There’s no doubt that “sex” in a societal sense now includes greater recognition of sexual orientation and other manifestations of sexuality, Coffey said.

But it’s “an incredibly poor way” to interpret Title VII when even supporters of LGBT protections admit Congress in enacting the law didn’t intend “sex” to sweep so broadly, he said.

Expansive Meaning of ‘Sex.’

The decision shows the EEOC and LGBT rights advocates now are getting judges to pay attention to why Title VII should be interpreted to ban sexual orientation discrimination, said Greg Nevins, a senior attorney with Lambda Legal in Atlanta.

Once the courts consider the arguments on the merits, rather than just cite past precedents barring Title VII coverage, “we win almost all the time,” Nevins told Bloomberg BNA Nov. 7.

Nevins submitted an amicus brief for Lambda Legal supporting the EEOC before the district court.

The Supreme Court always has viewed Title VII’s ban on “sex” discrimination expansively, said Gillian Thomas, a senior staff attorney with the American Civil Liberties Union’s Women’s Law Project in New York, who also filed a brief supporting the EEOC.

As the district court noted, the justices have interpreted “sex” to reach discrimination against men as well as women, harassment based on sex and bias based on failure to conform with “sex stereotypes,” Thomas told Bloomberg BNA Nov. 7.

The court properly ruled that interpreting Title VII’s sex bias ban to prohibit sexual orientation discrimination follows from these Supreme Court precedents, said Thomas, who also has written a book on the evolution of “sex” under the civil rights law.

Bissoon said in her opinion said “there is no more obvious form of sex stereotyping than making a determination that a person should conform to heterosexuality.”

Precedent Not Disqualifying

A Third Circuit precedent holding that Title VII doesn’t cover sexual orientation bias isn’t “dispositive,” the district court said.

The appeals court in that case wasn’t presented with the arguments that the EEOC advances now and that employee didn’t raise a sex stereotyping contention, the court said.
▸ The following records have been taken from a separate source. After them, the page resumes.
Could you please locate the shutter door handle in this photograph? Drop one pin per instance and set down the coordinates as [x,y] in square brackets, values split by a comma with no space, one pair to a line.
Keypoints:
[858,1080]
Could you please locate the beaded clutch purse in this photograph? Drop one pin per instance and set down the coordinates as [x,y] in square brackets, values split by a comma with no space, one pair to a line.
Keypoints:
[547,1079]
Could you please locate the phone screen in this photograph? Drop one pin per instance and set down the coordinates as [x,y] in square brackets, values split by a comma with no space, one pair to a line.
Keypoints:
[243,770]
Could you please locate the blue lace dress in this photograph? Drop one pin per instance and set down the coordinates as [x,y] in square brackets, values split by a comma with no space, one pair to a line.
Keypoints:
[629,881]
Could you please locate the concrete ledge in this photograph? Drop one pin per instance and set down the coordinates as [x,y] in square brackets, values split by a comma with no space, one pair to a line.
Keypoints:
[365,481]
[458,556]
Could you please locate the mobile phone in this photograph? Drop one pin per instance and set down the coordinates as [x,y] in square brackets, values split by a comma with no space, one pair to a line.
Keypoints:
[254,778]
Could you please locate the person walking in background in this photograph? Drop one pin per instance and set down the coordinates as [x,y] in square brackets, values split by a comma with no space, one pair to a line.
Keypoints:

There have been “significant intervening legal developments” that “call into question” the Third Circuit’s precedent, the court said. Among them are Third Circuit decisions that “question the relevance of Congressional inaction” when interpreting federal statutes.

The Supreme Court’s 2015 decision legalizing same-sex marriage also “demonstrates a growing recognition of the illegality of discrimination” based on sexual orientation, the court said.

An attorney representing the medical center declined to comment on the decision.

EEOC attorneys in Pittsburgh and Baltimore represented the agency. Margolis Edelstein represented Scott Medical Health Center.